Without doubt, ceding companies will need to demonstrate during the coming renewal that they have a handle on the total insured values (TIVs) within their reinsured portfolios. They will need to outline a credible strategy to deal with it. With inflation touching double digits in some jurisdictions, TIVs can be a moving target, but the vital message cedants will have to deliver is that they’re on top of it.
Casualty carriers have a recent history of dealing with the lingering issue of social inflation, and therefore have well-established tools to cope. But inflation on the property side is a relatively new challenge. Macroeconomic factors are changing the landscape.
Liberty Mutual Reinsurance has adopted several strategies to deal with the inflationary issues affecting property portfolios. Their deployment varies by geographical market, but first among them, and useful everywhere, is awareness-building.
Uncertainty over rising TIVs is a market-wide issue. Several third-party vendors provide tools to assess valuations, particularly for exposures in the US. Cedants’ use of these technologies gives us a good level of underlying comfort that insurers are getting their arms around the problem.
Our centralised analytics team has been looking closely at our own data to assess how exposures have changed over the past five years, and to make forecasts about regional directions and velocities of travel. We compare those findings to reported broader trends, and to the market’s view. From there, we form our own judgement of inflation and its impacts.
“We are working hard to understand the inflationary pressures on our portfolio.” Hetul Patel, Liberty Mutual Reinsurance
Partnerships work
Sometimes no historical data or external tools are available to support our analyses, particularly for exposures in developing markets and new business. In those cases, we adopt a partnership approach. We talk intensively with insurers and their brokers to explore what they’re experiencing, and how they are reacting. We then incorporate those findings with our own modelled perspective to come up with a well-considered view of inflation risk.
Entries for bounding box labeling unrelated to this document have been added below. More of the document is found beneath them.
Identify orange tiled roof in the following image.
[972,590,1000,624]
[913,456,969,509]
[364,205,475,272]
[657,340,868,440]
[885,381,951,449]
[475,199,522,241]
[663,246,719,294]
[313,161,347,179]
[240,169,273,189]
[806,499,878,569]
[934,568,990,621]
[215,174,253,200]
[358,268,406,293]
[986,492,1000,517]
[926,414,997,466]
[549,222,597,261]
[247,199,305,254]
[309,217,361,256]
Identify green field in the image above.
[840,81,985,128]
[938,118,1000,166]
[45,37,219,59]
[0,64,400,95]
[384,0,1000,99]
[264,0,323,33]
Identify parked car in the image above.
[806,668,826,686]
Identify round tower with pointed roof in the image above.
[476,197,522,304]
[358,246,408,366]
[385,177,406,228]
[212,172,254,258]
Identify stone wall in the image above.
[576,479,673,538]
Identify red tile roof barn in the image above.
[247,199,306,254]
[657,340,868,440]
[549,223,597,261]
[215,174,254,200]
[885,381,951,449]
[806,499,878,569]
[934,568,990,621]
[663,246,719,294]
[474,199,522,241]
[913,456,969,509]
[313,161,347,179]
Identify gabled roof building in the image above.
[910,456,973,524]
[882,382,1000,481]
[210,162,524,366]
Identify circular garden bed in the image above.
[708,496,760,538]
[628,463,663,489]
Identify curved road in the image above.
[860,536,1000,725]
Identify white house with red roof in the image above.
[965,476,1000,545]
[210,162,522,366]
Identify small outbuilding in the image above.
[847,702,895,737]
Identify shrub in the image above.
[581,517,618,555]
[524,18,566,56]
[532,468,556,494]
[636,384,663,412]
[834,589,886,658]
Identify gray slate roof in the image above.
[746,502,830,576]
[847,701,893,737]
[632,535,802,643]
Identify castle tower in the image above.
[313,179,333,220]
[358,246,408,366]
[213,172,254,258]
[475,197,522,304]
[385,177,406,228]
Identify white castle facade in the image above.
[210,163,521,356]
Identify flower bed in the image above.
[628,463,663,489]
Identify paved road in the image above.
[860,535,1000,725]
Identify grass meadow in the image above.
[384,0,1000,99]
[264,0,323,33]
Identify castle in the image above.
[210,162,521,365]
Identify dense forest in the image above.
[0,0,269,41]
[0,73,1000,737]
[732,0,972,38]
As part of the Liberty Mutual Group, we are working hard to understand the inflationary pressures on our portfolio. We’ve divided rising claims costs into components and created strategies to address them.
Insurers can choose from an array of strategies ranging from blanket rate increases to active portfolio adjustments or revaluations. Whatever the approach, as a reinsurer, we want to be satisfied that the chosen method is realistic and workable. We want to see that insurers understand how their TIV could move during the coverage year—keeping in mind that for many carriers, the numbers to hand may already be about three years old.
In a perfect world, we would be able to value each insured building or reinsured portfolio in real time, regardless of the occupancy type. That’s not realistic today, but we work with property indices for many exposures. They are an improvement over a simple annual estimate of value, or the blunt instrument of a fixed-percentage rise. One long-term aim for the insurance industry could be to value every building on their books in this way, something that a handful of insurers have already accomplished.
We don’t expect every client to deploy TIV analysis technology during renewals, but we need to be comfortable that the reported values are as accurate as possible in the current inflationary environment.